Thank you! I try to be as real as I can. I am a pretty picky consumer, and I thought that anyone else out there like me would like to know about even the smaller details.



> Good review. It doesn t need any added credibility, nor would my words supply it if it did, but my experience matches your conclusions.
> 
> My brother told me one day he got this same saw, and my initial reaction was that he wasted his money. I am not a Sawstop hater, I am actually planning to buy a PCS soon, just didn t think this jobsite model was worth the cost. When I went over to look at it, I had my mind changed. It is very well executed, and you can see the things you get for your money, besides the safety technology.
> 
> ...


If mine was destroyed today, I would run out and get another. Despite some of the issues I pointed out, it is a well made saw and I think anyone will be able to it get setup and produce great results. Yes, the price is very high… but like you said, there are somethings that you need to see and touch before you understand where the money went. Which was obviously not the Miter Gauge  I have an Incra 1000SE set up now, and it has been wonderful. The adjustable miter bar easily adjusted to the oversize miter slots.



> Congrats and enjoy, they are fine pieces of equipment
> 
> - NormG


Thanks! I really do enjoy this saw. I love that I can really get it out of the way when I need extra space… and when I come back to use it, its the way I left it.


----------



## htl (Mar 24, 2015)

Thanks for the great review!
When I first saw how long it was I had it in my head Saw Stop was trying to get in an advertisement but your + and _ told a different story.

Now I would love to see some reviews on Bosch new contractors saw.
If it's any thing like their routers it's top notch.


----------



## CyberDyneSystems (May 29, 2012)

thanks for a great review!


----------



## Willowman (Mar 26, 2016)

Awesome review. Thank you for spending the time to put all of this information into words for all of our benefit. Initially, none of the Sawstops were in my budget range, so my decision was to wait and save $ until I could afford one. That meant I needed to continue borrowing my friends $49 garage sale special delta tabletop saw though. I feared for my hands and life every time I turned it on, even with the new blade I bought for it.

I had saved up enough for one of the new hybrids (lack of riving knife seemed to be a dealbreaker for finding a used saw) and like you, was leaning towards the Delta, when a damaged JSS showed up on craigslist near me. I got it for half price knowing I would need to spend a little to repair the broken fence and rails, and honestly, don't think I will have a problem selling it if I decide it is not for me.
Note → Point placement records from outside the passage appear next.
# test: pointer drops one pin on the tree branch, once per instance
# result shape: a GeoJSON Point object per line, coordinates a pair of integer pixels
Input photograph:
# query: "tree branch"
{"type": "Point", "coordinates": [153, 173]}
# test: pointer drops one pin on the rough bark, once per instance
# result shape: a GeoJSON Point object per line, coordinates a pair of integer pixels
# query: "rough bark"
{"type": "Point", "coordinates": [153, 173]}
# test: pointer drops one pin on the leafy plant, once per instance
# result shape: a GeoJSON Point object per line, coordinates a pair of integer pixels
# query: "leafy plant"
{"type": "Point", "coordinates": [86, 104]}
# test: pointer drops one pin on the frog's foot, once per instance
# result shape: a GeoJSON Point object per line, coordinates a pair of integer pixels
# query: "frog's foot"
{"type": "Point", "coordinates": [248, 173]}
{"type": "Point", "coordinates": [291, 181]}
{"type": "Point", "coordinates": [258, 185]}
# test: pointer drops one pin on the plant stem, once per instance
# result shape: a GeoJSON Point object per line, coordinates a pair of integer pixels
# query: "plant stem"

Still, I wish I had read your review before the purchase, as it would have alleviated all of my pre and post purchase angst as to whether I wasted my money on some amazing safety technology in a saw that can't do what I want it to do.

I started a new posting in the power tool section of the forums about the Jobsite Sawstop as a place to share impressions and upgrades to the saw, so we all can benefit from each other's experience. Right now, I am considering putting an aftermarket fence system on the saw rather than replacing the stock set up, so will update with my findings. I will look at the miter you have too. My stock one fits so poorly it is like a musical instrument when you wiggle it back and forth in the slot. Clickety clack clickety clack.


----------



## splintergroup (Jan 20, 2015)

A wide miter slot is just the beginning of grief. My Unisaw is 0.004-0.006" over and simple things like a Benchdog feather board have to be cranked down with pliers to stay put. I've worked my miter gauge to work like it should so all is good there, but as you say, for $1300, it should be near perfect in the areas that seem impossible to screw up.


----------



## Surreals (Jun 22, 2017)

Thanks for this review. I've been looking for my first table saw, but I have a space problem so I've been looking at portable jobsite saws. I've seen the Stopsaw JSS, and thought it looked ok, and more rigid and useful than the Festool CMS that I'd been considering, so your review has been very helpful for me. It's not that easy to find an independent and fair review, so special thanks.

The heads up about the miter is good.


----------